Charlie Brenneman (file photo) was in the dark leading up to UFC Live 4. | (AP Photo/Jeff Chiu)
Charlie Brenneman didn’t suspect anything at first.
His scheduled opponent for UFC Live 4, T.J. Grant, had withdrawn just days before the fight due to an illness, but the UFC wanted Brenneman to stay on weight.
“I just thought that was part of the business,” Brenneman explained recently on the Sherdog Radio Network’s “Beatdown” show. “I had to make weight to get the paycheck.”
The paycheck was expected to be his “show” money, or the guaranteed compensation a UFC fighter gets regardless of winning or losing. It was nice to be getting something, but at that point Brenneman was frustrated. Not only was he not eligible for a win bonus, with the fight falling through he’d also lost most of his sponsorship money.
“This is horrible.
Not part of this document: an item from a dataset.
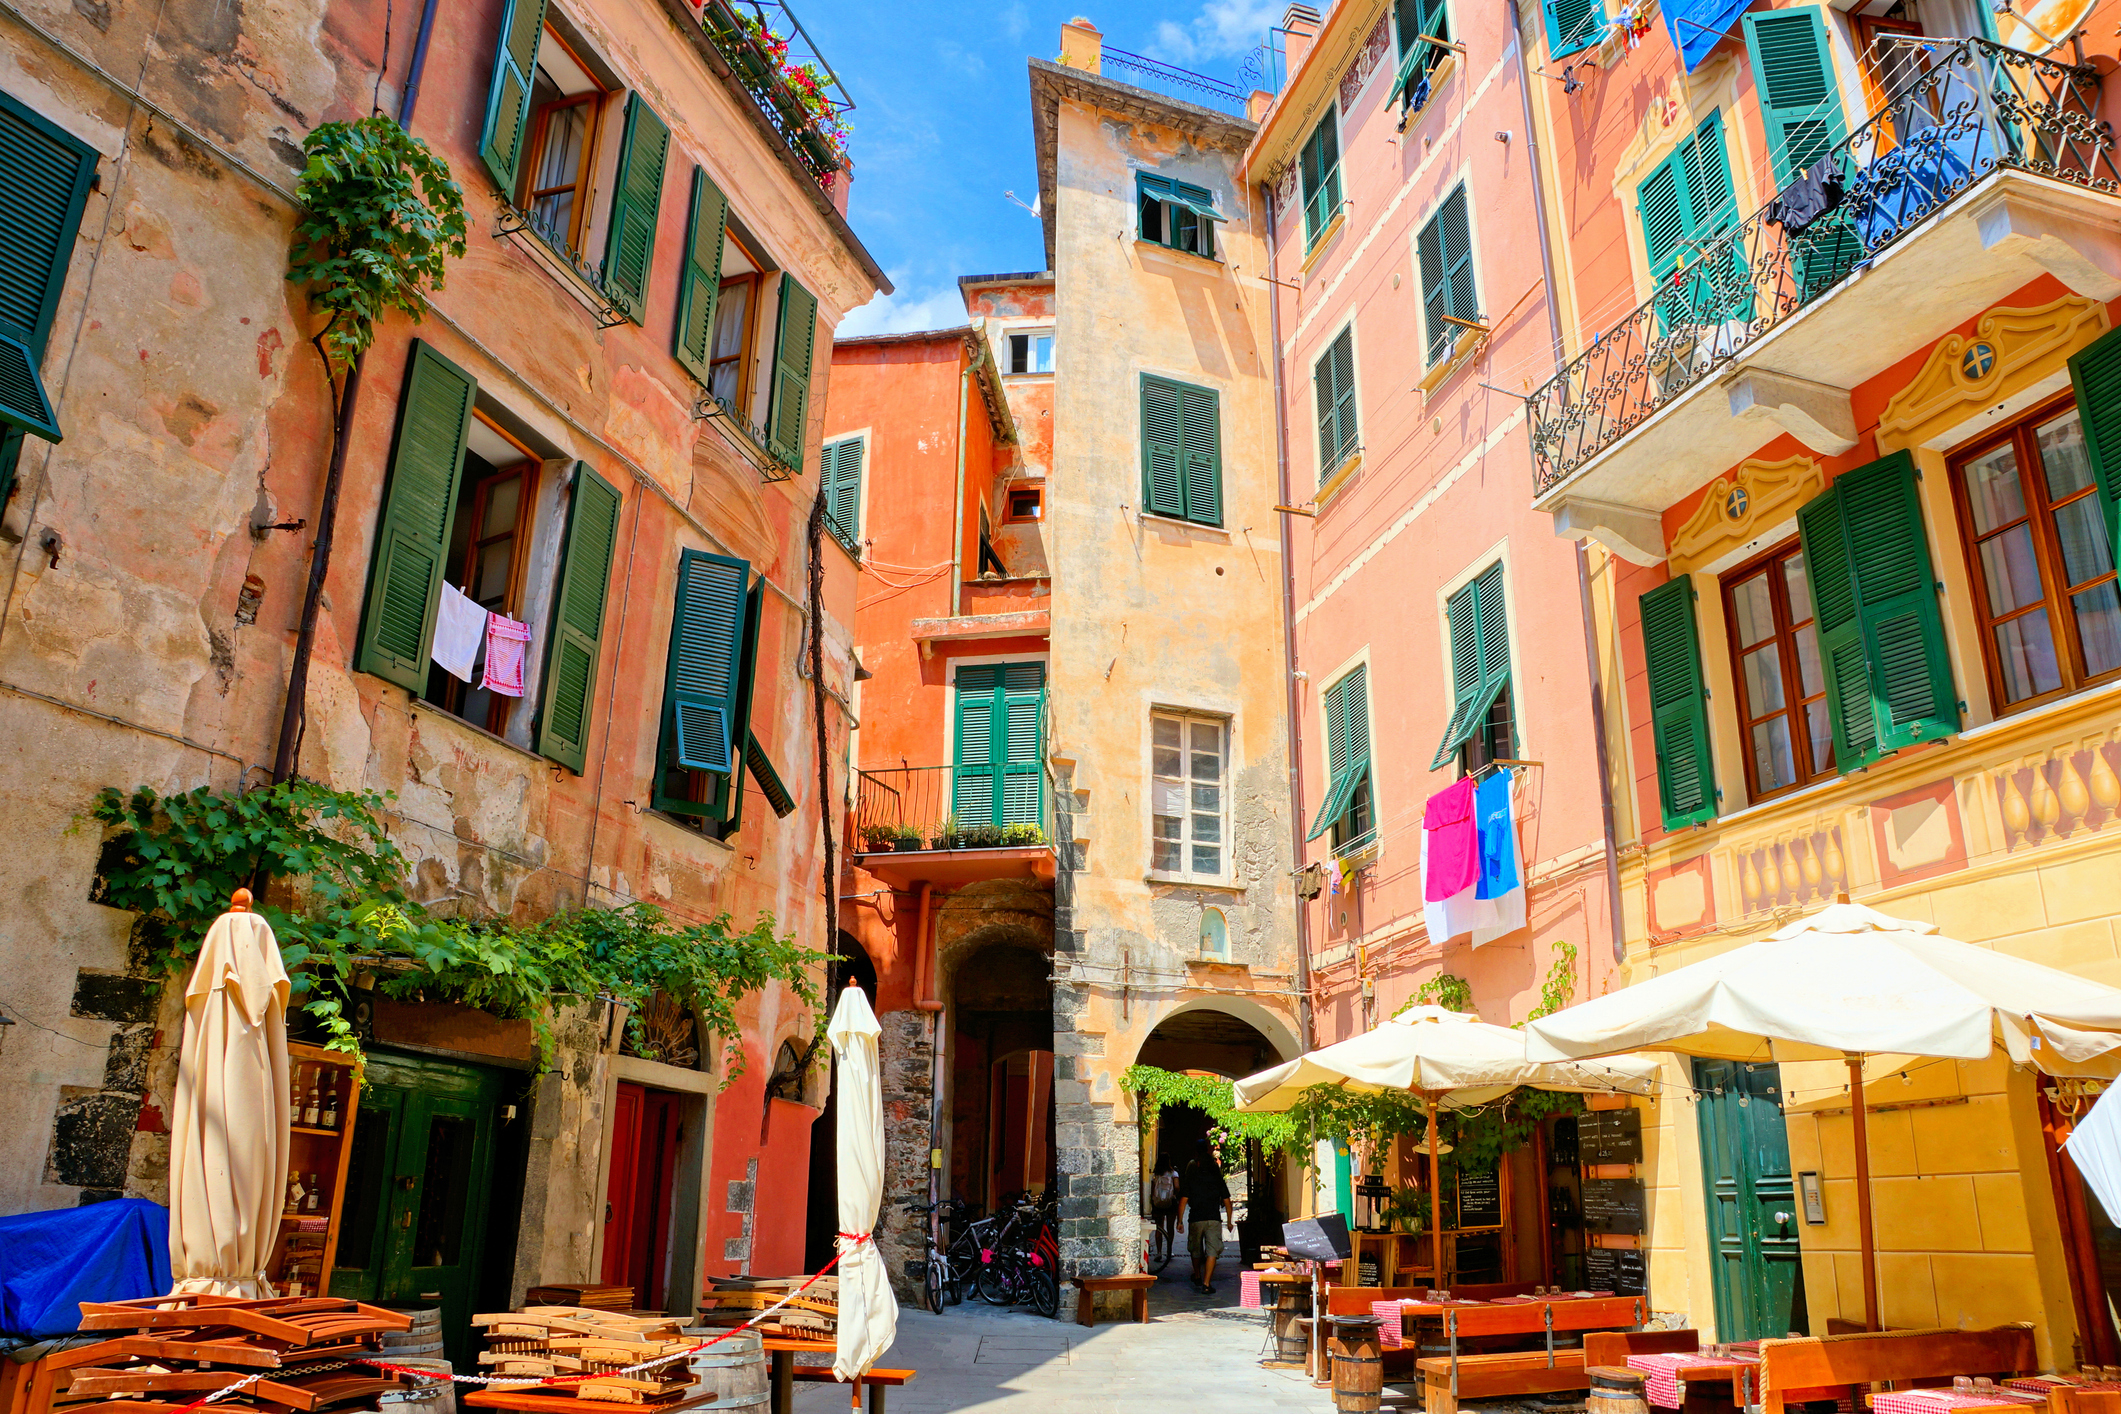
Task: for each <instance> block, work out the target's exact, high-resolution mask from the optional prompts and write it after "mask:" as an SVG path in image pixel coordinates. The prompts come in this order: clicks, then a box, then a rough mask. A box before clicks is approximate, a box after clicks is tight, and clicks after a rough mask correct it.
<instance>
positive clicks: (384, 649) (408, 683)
mask: <svg viewBox="0 0 2121 1414" xmlns="http://www.w3.org/2000/svg"><path fill="white" fill-rule="evenodd" d="M477 390H479V384H477V382H475V379H473V377H471V373H464V371H462V369H460V367H456V365H454V363H450V360H448V358H443V356H441V354H437V352H435V350H433V348H431V346H428V343H426V341H422V339H414V346H411V358H409V360H407V365H405V396H403V399H399V424H397V437H395V441H392V445H390V479H388V483H386V485H384V507H382V515H380V517H378V524H375V558H373V560H371V562H369V596H367V606H365V608H363V615H361V640H358V651H356V655H354V668H356V670H361V672H373V674H375V676H380V678H388V681H390V683H397V685H399V687H403V689H405V691H409V693H414V695H420V691H422V689H424V687H426V657H428V649H433V644H435V604H437V600H439V596H441V570H443V562H445V558H448V549H450V522H452V517H454V515H456V485H458V479H460V477H462V475H464V432H467V430H469V426H471V399H473V394H475V392H477Z"/></svg>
I don’t even know where to begin, what to think,” Brenneman told his fiancée. “She was saying to me, ‘Don’t even try anything. Don’t try to be OK with it. Don’t try to be mad about it. Just kind of be. You can’t control it, so there’s no sense spending any time on it.’ That’s what I did.”
Even before the UFC asked him to stay on weight, Brenneman had planned on going through the rest of fight week as if he were going to compete.
“I didn’t have a prayer that [the main event] would fall through and I would get to fight,” he said. “I just figured I’ll do this anyway because you never know.”
On Friday, less than 48 hours before the show, Brenneman finally learned that he could be replacing Nate Marquardt, who was scheduled to fight Rick Story in the main event. Brenneman didn’t know why. He only knew there was a possible issue with Marquardt, and he still doubted he would get the call.
On Saturday, he got it. Marquardt was out, and he was fighting Story on Sunday. There wasn’t much time to build a game plan.
“I’ve been developing so much, but before really I even had a chance to give my input, my brother Ben and [manager Mike Constantino] had talked and they kind of just approached me and said, ‘Hey, this is what we want you to do and this is what you need to do to win the fight,’” Brenneman said. “And that was not only to just wrestle but to keep him off balance. If you watch [Story] in my fight versus when he fought some of the other guys, it was really hard for him to get off. He didn’t quite know where I was coming from, and that was the name of the game: to push the action, push the pace and put him on his back.”
It worked: Brenneman stunned the No. 6-ranked Story and won a unanimous decision.
“I train my butt off every day to do this and to be ready and should a gift like this happen, to be able to seize it,” Brenneman said. “But it also goes to show you that you can never be content about anything because there are guys that you don’t even know their names who can step up on a day’s notice and knock you off your pedestal.”